A Message is data that is sent between applications. Messages can be very simple, such as containing only text strings, or more complex, possibly containing embedded objects.

Message Queue is a communication mode between applications. Messages can be returned immediately after being sent. The Message system ensures the reliable delivery of messages. Message publishers can publish messages to MQ regardless of who gets them, and message consumers can fetch messages from MQ regardless of who publishes them. This way neither publisher nor user needs to know about each other’s existence.

Why message queues

As you can see from the above description, message queues are an asynchronous collaboration mechanism between applications, so when is MQ needed?

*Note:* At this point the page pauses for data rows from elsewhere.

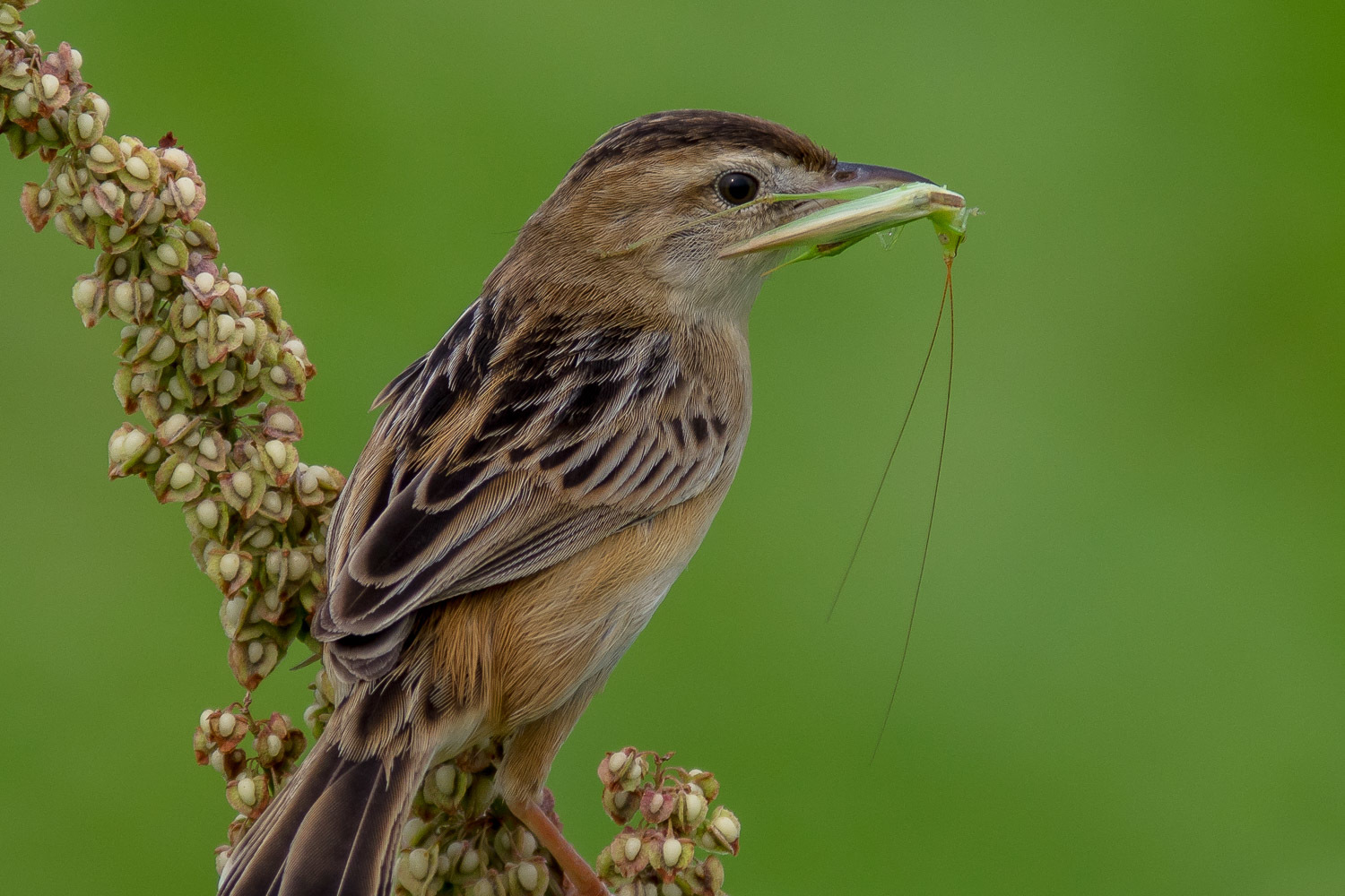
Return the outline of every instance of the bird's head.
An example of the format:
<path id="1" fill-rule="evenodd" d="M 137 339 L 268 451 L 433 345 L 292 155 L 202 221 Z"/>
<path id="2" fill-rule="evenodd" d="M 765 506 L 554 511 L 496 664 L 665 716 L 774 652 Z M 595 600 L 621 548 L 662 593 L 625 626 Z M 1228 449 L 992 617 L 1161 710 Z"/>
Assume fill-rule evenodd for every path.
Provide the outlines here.
<path id="1" fill-rule="evenodd" d="M 654 113 L 613 128 L 574 163 L 491 279 L 745 317 L 761 275 L 790 250 L 724 251 L 831 201 L 772 197 L 912 181 L 924 179 L 837 161 L 763 118 Z"/>

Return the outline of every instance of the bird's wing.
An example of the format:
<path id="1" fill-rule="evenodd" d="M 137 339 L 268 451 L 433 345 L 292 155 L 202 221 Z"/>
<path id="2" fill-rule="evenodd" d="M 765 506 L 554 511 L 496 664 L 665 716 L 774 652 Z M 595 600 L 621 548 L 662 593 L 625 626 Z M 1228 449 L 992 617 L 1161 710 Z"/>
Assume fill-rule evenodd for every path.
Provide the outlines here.
<path id="1" fill-rule="evenodd" d="M 732 441 L 667 333 L 510 324 L 490 297 L 379 402 L 313 619 L 316 637 L 371 660 L 416 609 L 545 570 L 699 493 Z"/>

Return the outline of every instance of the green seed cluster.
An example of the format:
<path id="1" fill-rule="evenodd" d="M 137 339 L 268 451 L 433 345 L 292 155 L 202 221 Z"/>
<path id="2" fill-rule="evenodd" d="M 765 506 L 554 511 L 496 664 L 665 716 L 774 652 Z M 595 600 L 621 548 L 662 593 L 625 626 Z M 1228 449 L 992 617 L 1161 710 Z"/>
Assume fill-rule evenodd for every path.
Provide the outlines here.
<path id="1" fill-rule="evenodd" d="M 39 153 L 42 183 L 22 206 L 98 250 L 74 305 L 85 326 L 121 324 L 113 388 L 128 414 L 108 442 L 112 477 L 139 476 L 183 505 L 192 555 L 223 594 L 229 664 L 254 689 L 278 664 L 325 588 L 324 535 L 343 478 L 299 461 L 291 406 L 315 369 L 268 287 L 217 263 L 200 219 L 206 184 L 171 137 L 147 146 L 108 132 L 106 101 L 77 50 L 43 55 L 0 4 L 0 130 L 15 156 Z"/>
<path id="2" fill-rule="evenodd" d="M 597 767 L 603 807 L 624 825 L 596 865 L 615 896 L 722 896 L 718 854 L 738 853 L 742 827 L 724 806 L 712 807 L 720 795 L 714 775 L 668 759 L 627 747 Z"/>
<path id="3" fill-rule="evenodd" d="M 249 735 L 250 756 L 243 748 Z M 223 870 L 239 838 L 293 774 L 307 739 L 289 716 L 277 712 L 270 719 L 253 719 L 245 701 L 200 713 L 191 746 L 198 764 L 223 775 L 225 798 L 238 813 L 229 825 L 229 842 L 215 849 L 215 868 Z"/>
<path id="4" fill-rule="evenodd" d="M 430 764 L 402 829 L 395 896 L 561 892 L 560 865 L 495 798 L 500 756 L 496 742 Z"/>

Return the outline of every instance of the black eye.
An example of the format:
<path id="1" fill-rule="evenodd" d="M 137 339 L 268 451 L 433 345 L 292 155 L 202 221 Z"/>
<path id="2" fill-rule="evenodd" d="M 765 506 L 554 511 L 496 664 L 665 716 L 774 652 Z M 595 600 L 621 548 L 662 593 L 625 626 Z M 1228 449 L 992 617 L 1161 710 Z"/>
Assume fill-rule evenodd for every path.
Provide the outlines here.
<path id="1" fill-rule="evenodd" d="M 720 177 L 720 183 L 716 184 L 716 189 L 724 196 L 724 201 L 730 206 L 741 206 L 742 203 L 752 201 L 760 187 L 761 184 L 757 183 L 756 177 L 744 175 L 741 171 L 730 171 Z"/>

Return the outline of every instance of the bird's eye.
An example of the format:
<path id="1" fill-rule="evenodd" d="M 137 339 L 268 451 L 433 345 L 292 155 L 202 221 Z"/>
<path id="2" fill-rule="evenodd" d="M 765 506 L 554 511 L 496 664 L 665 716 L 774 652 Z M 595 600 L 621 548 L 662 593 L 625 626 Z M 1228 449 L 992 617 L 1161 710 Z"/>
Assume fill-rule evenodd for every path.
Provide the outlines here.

Take the common order system as an example, after the user clicks the “order” button, the business logic may include: deducting inventory, generating corresponding documents, sending red envelopes, sending SMS notification. In the early stage of service development, these logics may be executed synchronously. As the number of orders increases, the system service performance needs to be improved. In this case, some operations that do not take effect immediately can be separated and executed asynchronously, such as sending red packets and sending SMS notifications. MQ can be used in this scenario, where a message is sent to MQ after the main process of placing an order (such as inventory reduction and receipt generation) is complete to allow the main process to complete quickly, and MQ’s message is pulled by a separate thread (or pushed by MQ), and when a red envelope or SMS message is found in MQ, Execute the corresponding business logic.

This is for service decoupling, other common scenarios include final consistency, broadcasting, staggered flow control, and so on.

The RabbitMQ characteristics

RabbitMQ is an open source implementation of AMQP developed in the Erlang language.

AMQP: Advanced Message Queue. It is an open standard of application layer protocol, designed for message-oriented middleware. The client and message-oriented middleware based on this protocol can transfer messages, regardless of product and development language conditions.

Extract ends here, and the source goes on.